Of course, while the recently commercialized TTS MOS exceeds the 4 point range and produces a voice that is almost indistinguishable from humans, the TTS of the released model is still in the early 3 point range, so there seems to be a lot of room for improvement. However, like the existing TTSs, it is expected to develop rapidly through data accumulation and model refinement.
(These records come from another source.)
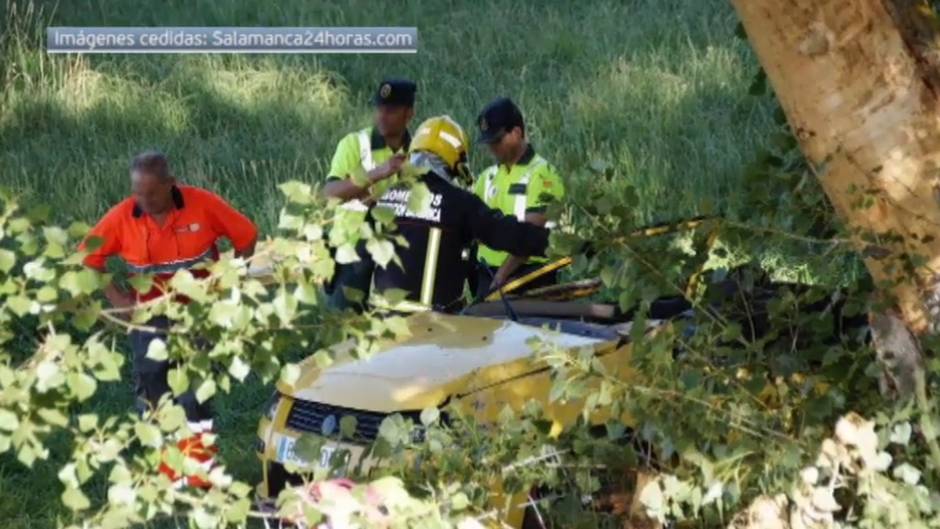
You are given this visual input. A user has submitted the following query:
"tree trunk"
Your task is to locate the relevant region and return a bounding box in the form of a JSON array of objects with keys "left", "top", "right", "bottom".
[{"left": 732, "top": 0, "right": 940, "bottom": 388}]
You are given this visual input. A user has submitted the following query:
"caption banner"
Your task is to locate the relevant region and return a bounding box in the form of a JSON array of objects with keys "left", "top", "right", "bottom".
[{"left": 46, "top": 27, "right": 418, "bottom": 53}]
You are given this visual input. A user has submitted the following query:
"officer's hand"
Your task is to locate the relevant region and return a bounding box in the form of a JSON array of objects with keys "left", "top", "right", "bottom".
[{"left": 369, "top": 154, "right": 405, "bottom": 183}]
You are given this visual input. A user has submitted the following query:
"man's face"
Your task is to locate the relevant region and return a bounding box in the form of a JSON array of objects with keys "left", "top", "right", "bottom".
[
  {"left": 488, "top": 127, "right": 523, "bottom": 163},
  {"left": 375, "top": 105, "right": 414, "bottom": 136},
  {"left": 131, "top": 171, "right": 175, "bottom": 215}
]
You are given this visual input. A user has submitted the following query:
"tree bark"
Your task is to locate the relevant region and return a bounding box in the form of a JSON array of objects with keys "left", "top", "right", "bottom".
[{"left": 732, "top": 0, "right": 940, "bottom": 360}]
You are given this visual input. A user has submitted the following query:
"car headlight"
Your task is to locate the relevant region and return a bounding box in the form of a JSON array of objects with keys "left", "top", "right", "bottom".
[{"left": 264, "top": 391, "right": 281, "bottom": 421}]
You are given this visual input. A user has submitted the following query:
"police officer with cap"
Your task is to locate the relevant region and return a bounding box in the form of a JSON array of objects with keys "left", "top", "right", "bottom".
[
  {"left": 374, "top": 116, "right": 548, "bottom": 312},
  {"left": 473, "top": 97, "right": 565, "bottom": 298},
  {"left": 323, "top": 79, "right": 417, "bottom": 309}
]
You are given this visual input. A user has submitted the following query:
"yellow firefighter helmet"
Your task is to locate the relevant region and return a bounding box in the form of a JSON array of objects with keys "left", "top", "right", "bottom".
[{"left": 410, "top": 116, "right": 470, "bottom": 174}]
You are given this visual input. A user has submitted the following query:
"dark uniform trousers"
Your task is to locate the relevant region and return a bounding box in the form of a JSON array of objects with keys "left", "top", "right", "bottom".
[
  {"left": 130, "top": 316, "right": 212, "bottom": 422},
  {"left": 327, "top": 241, "right": 375, "bottom": 312}
]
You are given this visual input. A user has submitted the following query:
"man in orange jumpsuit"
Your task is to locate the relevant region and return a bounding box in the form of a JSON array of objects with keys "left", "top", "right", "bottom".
[{"left": 82, "top": 151, "right": 258, "bottom": 485}]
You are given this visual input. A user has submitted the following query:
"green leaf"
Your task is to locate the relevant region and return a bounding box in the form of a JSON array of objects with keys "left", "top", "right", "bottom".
[
  {"left": 408, "top": 182, "right": 432, "bottom": 215},
  {"left": 450, "top": 492, "right": 470, "bottom": 511},
  {"left": 65, "top": 373, "right": 98, "bottom": 402},
  {"left": 888, "top": 422, "right": 911, "bottom": 446},
  {"left": 0, "top": 408, "right": 20, "bottom": 432},
  {"left": 134, "top": 422, "right": 163, "bottom": 448},
  {"left": 335, "top": 243, "right": 359, "bottom": 264},
  {"left": 147, "top": 338, "right": 167, "bottom": 362},
  {"left": 372, "top": 206, "right": 395, "bottom": 224},
  {"left": 281, "top": 364, "right": 300, "bottom": 386},
  {"left": 76, "top": 268, "right": 99, "bottom": 294},
  {"left": 294, "top": 281, "right": 318, "bottom": 305},
  {"left": 271, "top": 288, "right": 297, "bottom": 324},
  {"left": 196, "top": 378, "right": 215, "bottom": 403},
  {"left": 366, "top": 239, "right": 395, "bottom": 268},
  {"left": 166, "top": 368, "right": 189, "bottom": 397},
  {"left": 127, "top": 274, "right": 153, "bottom": 292},
  {"left": 0, "top": 249, "right": 16, "bottom": 274},
  {"left": 7, "top": 296, "right": 33, "bottom": 318},
  {"left": 62, "top": 487, "right": 91, "bottom": 511},
  {"left": 228, "top": 356, "right": 251, "bottom": 382}
]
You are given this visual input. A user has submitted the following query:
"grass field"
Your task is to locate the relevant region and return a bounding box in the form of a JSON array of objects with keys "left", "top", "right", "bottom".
[{"left": 0, "top": 0, "right": 771, "bottom": 527}]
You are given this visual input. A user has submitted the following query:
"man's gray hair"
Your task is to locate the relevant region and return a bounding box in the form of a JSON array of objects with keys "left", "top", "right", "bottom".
[{"left": 131, "top": 151, "right": 170, "bottom": 178}]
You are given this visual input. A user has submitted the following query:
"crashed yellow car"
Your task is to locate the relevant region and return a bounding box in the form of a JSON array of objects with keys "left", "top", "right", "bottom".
[{"left": 257, "top": 290, "right": 656, "bottom": 527}]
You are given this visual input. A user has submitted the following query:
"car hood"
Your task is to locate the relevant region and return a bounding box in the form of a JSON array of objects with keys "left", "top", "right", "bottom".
[{"left": 278, "top": 312, "right": 610, "bottom": 413}]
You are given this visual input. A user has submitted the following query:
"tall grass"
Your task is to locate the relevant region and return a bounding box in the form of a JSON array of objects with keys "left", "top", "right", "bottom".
[{"left": 0, "top": 0, "right": 772, "bottom": 527}]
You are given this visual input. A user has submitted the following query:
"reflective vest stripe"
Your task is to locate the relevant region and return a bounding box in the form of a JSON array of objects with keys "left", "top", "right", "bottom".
[
  {"left": 421, "top": 228, "right": 441, "bottom": 307},
  {"left": 359, "top": 129, "right": 375, "bottom": 172},
  {"left": 340, "top": 129, "right": 375, "bottom": 212},
  {"left": 483, "top": 165, "right": 499, "bottom": 207},
  {"left": 513, "top": 157, "right": 545, "bottom": 222}
]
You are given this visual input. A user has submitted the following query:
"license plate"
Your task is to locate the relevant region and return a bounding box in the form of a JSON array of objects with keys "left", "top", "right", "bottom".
[{"left": 277, "top": 437, "right": 337, "bottom": 468}]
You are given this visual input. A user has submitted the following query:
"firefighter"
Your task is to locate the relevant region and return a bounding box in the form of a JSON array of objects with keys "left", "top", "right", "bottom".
[
  {"left": 82, "top": 151, "right": 258, "bottom": 486},
  {"left": 373, "top": 116, "right": 548, "bottom": 311},
  {"left": 323, "top": 79, "right": 417, "bottom": 310},
  {"left": 473, "top": 97, "right": 565, "bottom": 298}
]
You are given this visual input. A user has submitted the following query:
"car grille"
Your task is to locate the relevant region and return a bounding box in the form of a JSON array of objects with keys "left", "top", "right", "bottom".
[{"left": 287, "top": 400, "right": 421, "bottom": 442}]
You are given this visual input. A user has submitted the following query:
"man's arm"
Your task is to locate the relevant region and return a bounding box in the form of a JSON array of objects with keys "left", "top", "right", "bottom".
[
  {"left": 462, "top": 188, "right": 548, "bottom": 257},
  {"left": 323, "top": 154, "right": 405, "bottom": 202},
  {"left": 203, "top": 190, "right": 258, "bottom": 257},
  {"left": 490, "top": 213, "right": 548, "bottom": 290},
  {"left": 490, "top": 165, "right": 565, "bottom": 289},
  {"left": 79, "top": 208, "right": 135, "bottom": 316},
  {"left": 323, "top": 134, "right": 404, "bottom": 202}
]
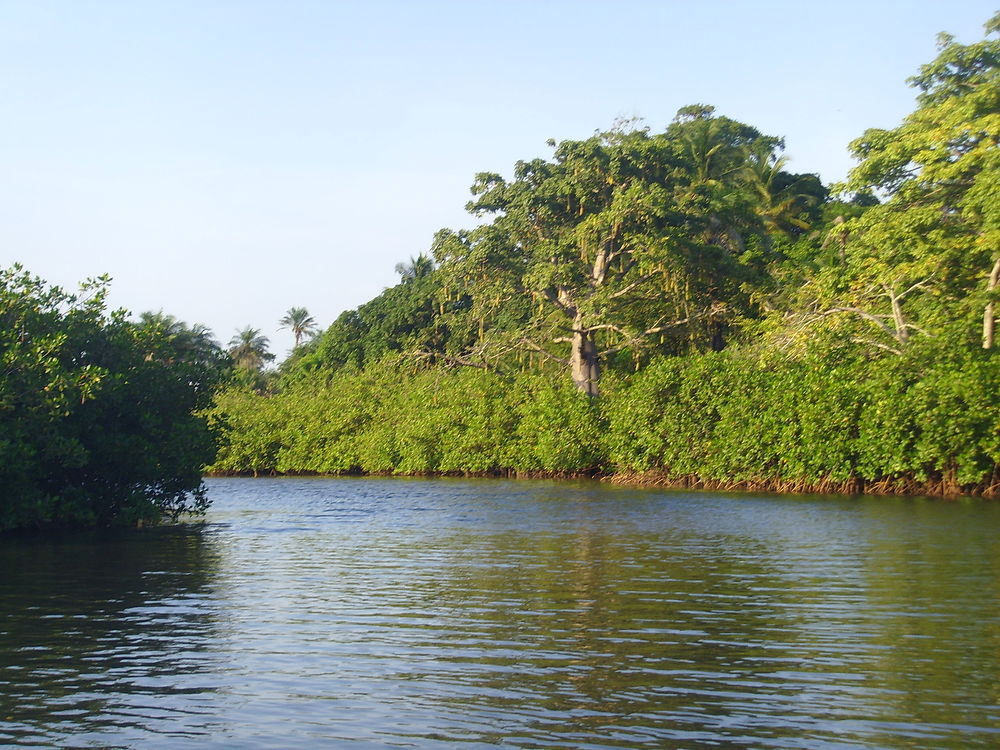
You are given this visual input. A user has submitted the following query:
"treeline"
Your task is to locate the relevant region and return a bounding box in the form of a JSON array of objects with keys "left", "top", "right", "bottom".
[
  {"left": 214, "top": 348, "right": 1000, "bottom": 495},
  {"left": 212, "top": 16, "right": 1000, "bottom": 494},
  {"left": 0, "top": 266, "right": 226, "bottom": 531}
]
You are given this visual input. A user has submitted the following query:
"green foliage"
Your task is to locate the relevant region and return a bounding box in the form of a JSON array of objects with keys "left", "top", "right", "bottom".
[
  {"left": 207, "top": 16, "right": 1000, "bottom": 491},
  {"left": 0, "top": 266, "right": 223, "bottom": 530}
]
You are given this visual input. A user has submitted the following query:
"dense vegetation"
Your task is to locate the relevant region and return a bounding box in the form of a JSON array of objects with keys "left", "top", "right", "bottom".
[
  {"left": 0, "top": 266, "right": 224, "bottom": 531},
  {"left": 207, "top": 16, "right": 1000, "bottom": 494}
]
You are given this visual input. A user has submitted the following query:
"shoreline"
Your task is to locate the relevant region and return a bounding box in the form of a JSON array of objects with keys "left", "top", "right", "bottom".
[{"left": 204, "top": 469, "right": 1000, "bottom": 499}]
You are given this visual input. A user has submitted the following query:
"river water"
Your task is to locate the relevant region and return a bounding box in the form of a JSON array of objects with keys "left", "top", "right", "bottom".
[{"left": 0, "top": 479, "right": 1000, "bottom": 748}]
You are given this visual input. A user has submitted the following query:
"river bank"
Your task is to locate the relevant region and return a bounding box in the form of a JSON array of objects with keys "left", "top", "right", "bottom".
[{"left": 205, "top": 469, "right": 1000, "bottom": 499}]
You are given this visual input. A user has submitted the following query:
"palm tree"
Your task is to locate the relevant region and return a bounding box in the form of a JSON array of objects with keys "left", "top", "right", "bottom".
[
  {"left": 229, "top": 326, "right": 274, "bottom": 372},
  {"left": 396, "top": 253, "right": 434, "bottom": 283},
  {"left": 278, "top": 307, "right": 316, "bottom": 349},
  {"left": 136, "top": 310, "right": 221, "bottom": 364}
]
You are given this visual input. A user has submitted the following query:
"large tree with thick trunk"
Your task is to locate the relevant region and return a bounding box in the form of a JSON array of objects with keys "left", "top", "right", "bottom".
[{"left": 436, "top": 111, "right": 804, "bottom": 396}]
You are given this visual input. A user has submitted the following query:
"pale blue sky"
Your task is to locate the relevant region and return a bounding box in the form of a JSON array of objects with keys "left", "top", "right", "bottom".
[{"left": 0, "top": 0, "right": 997, "bottom": 357}]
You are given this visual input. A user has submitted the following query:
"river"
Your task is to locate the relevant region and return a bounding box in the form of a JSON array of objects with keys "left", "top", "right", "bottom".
[{"left": 0, "top": 478, "right": 1000, "bottom": 749}]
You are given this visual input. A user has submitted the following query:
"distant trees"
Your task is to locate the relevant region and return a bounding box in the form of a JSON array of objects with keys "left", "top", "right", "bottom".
[
  {"left": 799, "top": 14, "right": 1000, "bottom": 355},
  {"left": 438, "top": 105, "right": 825, "bottom": 395},
  {"left": 278, "top": 307, "right": 316, "bottom": 349},
  {"left": 205, "top": 16, "right": 1000, "bottom": 496}
]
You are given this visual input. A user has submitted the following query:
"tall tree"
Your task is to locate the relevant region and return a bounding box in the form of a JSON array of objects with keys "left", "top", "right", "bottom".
[
  {"left": 229, "top": 326, "right": 274, "bottom": 373},
  {"left": 437, "top": 113, "right": 792, "bottom": 395},
  {"left": 843, "top": 14, "right": 1000, "bottom": 350},
  {"left": 396, "top": 253, "right": 434, "bottom": 283},
  {"left": 278, "top": 307, "right": 316, "bottom": 349}
]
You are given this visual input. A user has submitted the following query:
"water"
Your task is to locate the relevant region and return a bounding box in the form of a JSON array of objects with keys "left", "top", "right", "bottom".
[{"left": 0, "top": 479, "right": 1000, "bottom": 749}]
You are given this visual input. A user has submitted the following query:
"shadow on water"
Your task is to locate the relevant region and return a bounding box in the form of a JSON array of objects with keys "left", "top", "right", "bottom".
[
  {"left": 0, "top": 525, "right": 223, "bottom": 747},
  {"left": 0, "top": 479, "right": 1000, "bottom": 750}
]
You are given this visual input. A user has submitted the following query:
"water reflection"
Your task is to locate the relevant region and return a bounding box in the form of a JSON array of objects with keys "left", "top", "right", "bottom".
[
  {"left": 0, "top": 527, "right": 217, "bottom": 747},
  {"left": 0, "top": 479, "right": 1000, "bottom": 748}
]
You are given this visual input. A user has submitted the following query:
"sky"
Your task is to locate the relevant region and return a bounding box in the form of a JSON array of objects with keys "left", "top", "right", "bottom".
[{"left": 0, "top": 0, "right": 1000, "bottom": 359}]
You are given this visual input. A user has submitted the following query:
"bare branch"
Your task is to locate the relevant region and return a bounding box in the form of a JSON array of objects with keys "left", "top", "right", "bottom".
[{"left": 521, "top": 338, "right": 569, "bottom": 367}]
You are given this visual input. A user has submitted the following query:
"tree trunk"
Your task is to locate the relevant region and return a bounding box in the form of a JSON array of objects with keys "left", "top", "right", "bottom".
[
  {"left": 882, "top": 284, "right": 910, "bottom": 345},
  {"left": 983, "top": 258, "right": 1000, "bottom": 349},
  {"left": 569, "top": 327, "right": 601, "bottom": 397}
]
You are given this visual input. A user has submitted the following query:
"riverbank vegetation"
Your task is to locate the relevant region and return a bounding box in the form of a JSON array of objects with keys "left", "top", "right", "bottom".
[
  {"left": 0, "top": 15, "right": 1000, "bottom": 530},
  {"left": 205, "top": 16, "right": 1000, "bottom": 495},
  {"left": 0, "top": 266, "right": 225, "bottom": 531}
]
The Korean/English song data set released by KAIST last year was also released in May, and demos learned from the data are publicly available, so you might want to listen to it. For more details, please refer to the link below, which is a demo site published in the paper.
Demo link: https://mlpsinger.github.io/
Github link: https://github.com/neosapience/mlp-singer
Reference
Tae, J., Kim, H., & Lee, Y. (2021). MLP Singer: Towards Rapid Parallel Korean Singing Voice Synthesis. arXiv preprint arXiv:2106.07886.
Choi, S., Kim, W., Park, S., Yong, S., & Nam, J. (2020, October). Children's Song Dataset for Singing Voice Research. In The 21th International Society for Music Information Retrieval Conference (ISMIR). International Society for Music Information Retrieval.
Chen, J., Tan, X., Luan, J., Qin, T., & Liu, T.Y. (2020). Hifisinger: Towards high-fidelity neural singing voice synthesis. arXiv preprint arXiv:2009.01776.